= Towns of ancient Greece =

The archetypical settlement in ancient Greece was the self-governing city state called the polis (πόλις), but other types of settlement occurred.

== Kome ==
A kome (κώμη) was typically a village that was also a political unit. The translation is inexact, but according to Thucydides, Sparta, though it was a polis, resembled four unwalled villages. Similarly, a kome could be a neighbourhood within a larger polis or its own rural settlement. Thucydides mused that the polis had developed from the kome.

== Katoikia ==
A katoikia (κατοικία) was similar to a polis, typically a military colony, with some municipal institutions, but not those of a full polis. The word derives from the κατοικέω for "to inhabit" (a settlement) and is somewhat similar to the Latin civitas. In the Classical era, there were few katoikiai; however, with the rise of large centralized empires following the conquests of Alexander the Great, they became the main type of Greek settlement, especially in the newly conquered east. Sometimes these were fortresses, inside a city or in an open position. They were an equivalent of the English idea of a fort.

== Colonies ==
Many of the poleis in ancient Greece established colonies, of which many went on to become fully independent poleis of their own. These include:

===Emporia===
- An Emporion (ἐμπόριον) was a Greek trading-colony and could be a self-contained settlement or a section of either another Greek polis or of a non-Greek town. Emporia were usually found in ports and could be considered to be the reverse of a politeum.

===Cleruchy===
- A cleruchy (κληρουχία) was a colony, typically Athenian, which despite being in a different location from the mother city, did not achieve independence. Instead, it remained part of the mother city's polis, with citizenship being retained by the settlers, and it may have functioned like a kome.

===Politeum===
- Politeuma denoted, particularly in the Seleucid kingdom and Ptolemaic Egypt, enclaves of minority populations of Macedonians, Greeks, Persians and Jews, who had some degree of self-government and independent jurisdiction within a city.
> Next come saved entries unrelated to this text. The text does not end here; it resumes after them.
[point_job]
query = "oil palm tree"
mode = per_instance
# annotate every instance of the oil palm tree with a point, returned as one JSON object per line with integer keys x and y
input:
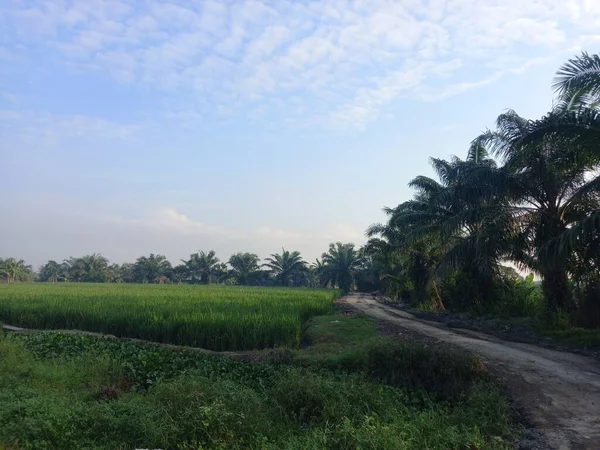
{"x": 15, "y": 270}
{"x": 284, "y": 265}
{"x": 202, "y": 266}
{"x": 340, "y": 264}
{"x": 441, "y": 231}
{"x": 152, "y": 269}
{"x": 544, "y": 190}
{"x": 243, "y": 266}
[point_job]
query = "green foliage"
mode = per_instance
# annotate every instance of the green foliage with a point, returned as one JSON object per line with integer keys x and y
{"x": 352, "y": 345}
{"x": 68, "y": 391}
{"x": 538, "y": 208}
{"x": 339, "y": 266}
{"x": 287, "y": 267}
{"x": 13, "y": 269}
{"x": 244, "y": 267}
{"x": 212, "y": 317}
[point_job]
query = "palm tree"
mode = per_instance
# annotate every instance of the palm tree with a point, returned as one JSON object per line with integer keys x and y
{"x": 51, "y": 271}
{"x": 15, "y": 270}
{"x": 152, "y": 269}
{"x": 546, "y": 191}
{"x": 283, "y": 266}
{"x": 96, "y": 268}
{"x": 202, "y": 265}
{"x": 440, "y": 232}
{"x": 340, "y": 264}
{"x": 243, "y": 266}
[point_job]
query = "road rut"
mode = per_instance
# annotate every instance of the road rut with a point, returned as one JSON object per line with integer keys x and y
{"x": 560, "y": 391}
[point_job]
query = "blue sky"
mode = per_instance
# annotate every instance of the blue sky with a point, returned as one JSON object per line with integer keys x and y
{"x": 130, "y": 127}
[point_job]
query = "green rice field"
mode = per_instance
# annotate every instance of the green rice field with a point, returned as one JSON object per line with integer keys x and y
{"x": 215, "y": 317}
== Military settlements ==
Within the Greek world, several military establishments resembled civilian towns.

- A phrourion (φρούριον) was a fortified collection of buildings used as a military garrison and is the equivalent of the Roman castellum (English fortress). The word carries a sense of being a watching entity.
- A stratopedon (στρατόπεδον) was an army camp, equivalent to the Roman castra. It differed from a phrourion in that it was not normally permanent.